Protesters gather outside the Essex County Jail to condemn local government officials who are collaborating with the Trump administration.

About three dozen protesters assembled outside the Essex County jail on Doremus Avenue in Newark on a windy Saturday, to demand that officials end their collaboration with the Trump administration, which is paying millions of dollars annually to incarcerate immigration detainees.

Essex County Executive Joseph Divincenzo has defended the contract with U.S. Immigration and Customs Enforcement (ICE) but critics have said his arguments would have befitted any pre-Civil War slave catcher. ICE pays Essex County more than $100 per day, per detainee held in the jail.

To underscore that point, a CUNY professor who lives in Newark, John ‘Jay’ Arena, is waging a protest campaign against Divincenzo in Tuesday’s general election, running under the banner “Jobs and Equal Rights for All.”

“We want to drive out Trump, but we have to dump all the Democrats too, in deep blue New Jersey, and deep blue Essex County, deep blue Newark, they are collaborating with ICE,” said Arena, author of the book, Driven From New Orleans, which is about the politics of public housing privatization after Katrina.

The protesters chanted slogans, accompanied by the Solidarity Singers, marched to demand that Essex County end its collaboration with ICE because jailing people for minor immigration violations or those waiting decisions on an asylum request amounts to an inhumane injustice.

“I’m not going to tell you that we can shut down this contract this year,” said Ellen Whitt, one of the protest organizers. “These contracts involve a lot of money. More today than ever….It’s a lot of money at stake and they won’t give up this income stream lightly, but by exposing their collaboration with ICE and profits off of an immoral system, we can change the political equation.”

“There’s actually a perverse, austere beauty to the county jail, which doubles as one of the three most active immigrant detention centers in the nation,” said her husband, Whit Strub, who posted a photo of the scene on his Facebook page.

Saturday’s protest was one in a series of demonstrations in response to the Trump administration’s harsh immigration enforcement, which has increased the number of people detained or deported, and ripped apart families and left immigrant children in cages.

Across the country, local officials are facing heat for cooperating with Trump, with some jurisdictions terminating contracts with ICE after public outcry. Earlier this year, officials in some California, Virginia, and Oregon localities canceled contracts with ICE to hold immigration detainees.

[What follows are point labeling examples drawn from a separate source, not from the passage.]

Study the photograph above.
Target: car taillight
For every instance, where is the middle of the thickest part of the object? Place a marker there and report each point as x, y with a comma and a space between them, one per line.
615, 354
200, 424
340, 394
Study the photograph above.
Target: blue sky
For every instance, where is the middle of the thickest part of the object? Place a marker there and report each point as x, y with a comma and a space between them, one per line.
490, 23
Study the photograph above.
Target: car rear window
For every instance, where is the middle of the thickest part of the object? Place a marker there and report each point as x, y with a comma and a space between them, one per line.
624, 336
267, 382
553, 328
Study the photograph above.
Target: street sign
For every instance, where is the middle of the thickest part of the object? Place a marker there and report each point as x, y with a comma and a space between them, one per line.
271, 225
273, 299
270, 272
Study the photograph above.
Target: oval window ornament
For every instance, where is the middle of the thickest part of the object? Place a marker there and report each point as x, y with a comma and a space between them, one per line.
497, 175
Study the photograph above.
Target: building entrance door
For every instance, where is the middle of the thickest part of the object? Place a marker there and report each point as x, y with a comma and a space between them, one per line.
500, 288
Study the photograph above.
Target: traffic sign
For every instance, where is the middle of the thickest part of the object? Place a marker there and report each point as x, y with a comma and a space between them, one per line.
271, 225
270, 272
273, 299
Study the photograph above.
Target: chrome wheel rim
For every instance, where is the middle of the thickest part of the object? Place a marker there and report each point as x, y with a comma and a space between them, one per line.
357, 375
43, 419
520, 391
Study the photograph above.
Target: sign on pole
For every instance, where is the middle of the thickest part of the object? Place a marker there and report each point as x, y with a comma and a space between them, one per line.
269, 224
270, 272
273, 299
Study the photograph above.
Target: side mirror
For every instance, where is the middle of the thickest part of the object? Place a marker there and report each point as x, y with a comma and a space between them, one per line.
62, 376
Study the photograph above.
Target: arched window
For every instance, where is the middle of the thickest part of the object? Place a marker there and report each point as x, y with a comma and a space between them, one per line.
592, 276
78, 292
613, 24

In New Jersey, immigrants are held at county jails in Essex, Bergen and Hudson counties as well as a corporation-owned prison facility in Elizabeth.

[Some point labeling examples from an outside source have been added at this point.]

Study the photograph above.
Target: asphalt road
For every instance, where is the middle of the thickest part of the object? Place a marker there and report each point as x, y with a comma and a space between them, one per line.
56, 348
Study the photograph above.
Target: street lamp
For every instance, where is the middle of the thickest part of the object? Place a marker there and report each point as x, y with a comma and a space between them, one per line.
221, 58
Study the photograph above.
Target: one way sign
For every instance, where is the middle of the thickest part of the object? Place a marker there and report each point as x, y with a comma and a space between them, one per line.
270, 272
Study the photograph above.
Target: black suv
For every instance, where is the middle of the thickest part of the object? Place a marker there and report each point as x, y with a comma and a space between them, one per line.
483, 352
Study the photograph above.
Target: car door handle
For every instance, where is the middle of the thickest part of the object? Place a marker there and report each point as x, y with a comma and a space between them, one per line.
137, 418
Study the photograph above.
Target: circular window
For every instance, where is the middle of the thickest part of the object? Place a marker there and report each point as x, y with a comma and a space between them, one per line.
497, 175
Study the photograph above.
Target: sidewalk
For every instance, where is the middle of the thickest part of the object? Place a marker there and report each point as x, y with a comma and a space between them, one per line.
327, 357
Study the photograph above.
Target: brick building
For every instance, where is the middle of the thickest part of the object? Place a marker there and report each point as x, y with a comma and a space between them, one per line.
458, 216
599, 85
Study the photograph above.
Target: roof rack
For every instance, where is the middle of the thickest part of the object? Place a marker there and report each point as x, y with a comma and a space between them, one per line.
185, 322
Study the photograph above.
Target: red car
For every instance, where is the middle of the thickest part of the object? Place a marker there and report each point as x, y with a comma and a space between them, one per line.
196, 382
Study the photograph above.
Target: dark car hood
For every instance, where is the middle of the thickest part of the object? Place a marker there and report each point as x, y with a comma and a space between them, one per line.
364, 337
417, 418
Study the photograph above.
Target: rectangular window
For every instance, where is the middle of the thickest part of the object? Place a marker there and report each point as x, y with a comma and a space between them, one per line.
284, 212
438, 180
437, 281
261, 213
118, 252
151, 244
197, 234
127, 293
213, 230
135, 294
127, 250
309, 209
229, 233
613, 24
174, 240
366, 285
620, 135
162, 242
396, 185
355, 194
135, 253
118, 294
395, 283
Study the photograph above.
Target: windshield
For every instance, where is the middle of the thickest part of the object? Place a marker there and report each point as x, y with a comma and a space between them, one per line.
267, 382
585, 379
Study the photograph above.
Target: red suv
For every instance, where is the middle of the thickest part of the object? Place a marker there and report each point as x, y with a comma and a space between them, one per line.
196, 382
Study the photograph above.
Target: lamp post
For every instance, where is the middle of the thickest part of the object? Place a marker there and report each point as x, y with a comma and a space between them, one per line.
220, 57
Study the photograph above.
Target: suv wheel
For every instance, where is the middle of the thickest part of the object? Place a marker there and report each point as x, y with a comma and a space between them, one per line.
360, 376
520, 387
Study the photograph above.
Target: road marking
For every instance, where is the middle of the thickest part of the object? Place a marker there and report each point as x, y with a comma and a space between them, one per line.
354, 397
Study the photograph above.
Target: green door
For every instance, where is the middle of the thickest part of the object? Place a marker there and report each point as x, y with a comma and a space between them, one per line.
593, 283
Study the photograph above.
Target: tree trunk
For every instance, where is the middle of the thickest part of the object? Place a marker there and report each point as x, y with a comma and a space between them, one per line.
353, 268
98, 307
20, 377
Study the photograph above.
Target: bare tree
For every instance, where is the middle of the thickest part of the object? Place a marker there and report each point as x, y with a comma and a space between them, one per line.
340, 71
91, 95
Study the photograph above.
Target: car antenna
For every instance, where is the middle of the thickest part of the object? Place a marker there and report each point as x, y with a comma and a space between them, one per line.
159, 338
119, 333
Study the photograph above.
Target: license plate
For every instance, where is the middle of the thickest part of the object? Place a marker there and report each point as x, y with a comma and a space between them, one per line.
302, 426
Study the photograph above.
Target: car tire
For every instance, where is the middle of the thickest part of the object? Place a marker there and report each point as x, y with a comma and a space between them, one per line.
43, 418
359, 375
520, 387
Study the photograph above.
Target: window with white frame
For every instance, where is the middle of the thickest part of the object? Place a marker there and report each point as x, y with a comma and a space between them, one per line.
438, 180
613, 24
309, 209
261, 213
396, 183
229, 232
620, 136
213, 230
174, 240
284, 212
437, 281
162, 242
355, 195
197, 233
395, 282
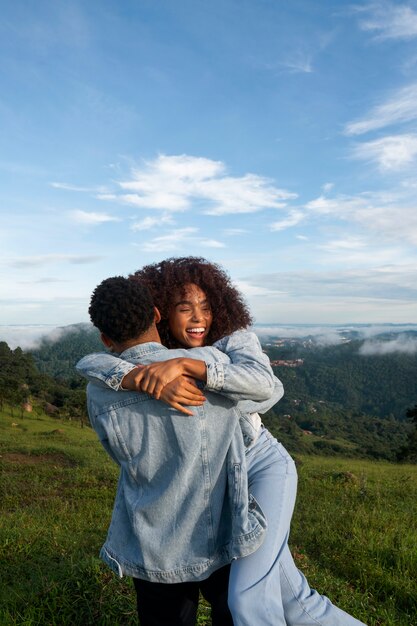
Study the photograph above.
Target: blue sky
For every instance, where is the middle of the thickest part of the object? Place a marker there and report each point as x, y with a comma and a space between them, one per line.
276, 138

Essex County is one of 10 counties across the US that accounted for more than a quarter of immigration arrests over an eight-month period, according to data compiled by a nonpartisan research center at Syracuse University.

Arena questioned the justification for Essex County’s Newark to claim the designation as a sanctuary city when immigrants here are rounded up and held in prisons for profit, the way slave catchers did prior to the Civil War.

Earlier this year, John ‘Jay’ Arena confronted Essex County Executive Joseph Divincenzo over his collaboration with the Trump administration’s persecution of immigrants. Arena was among those leading a protest outside the Essex County jail on Saturday.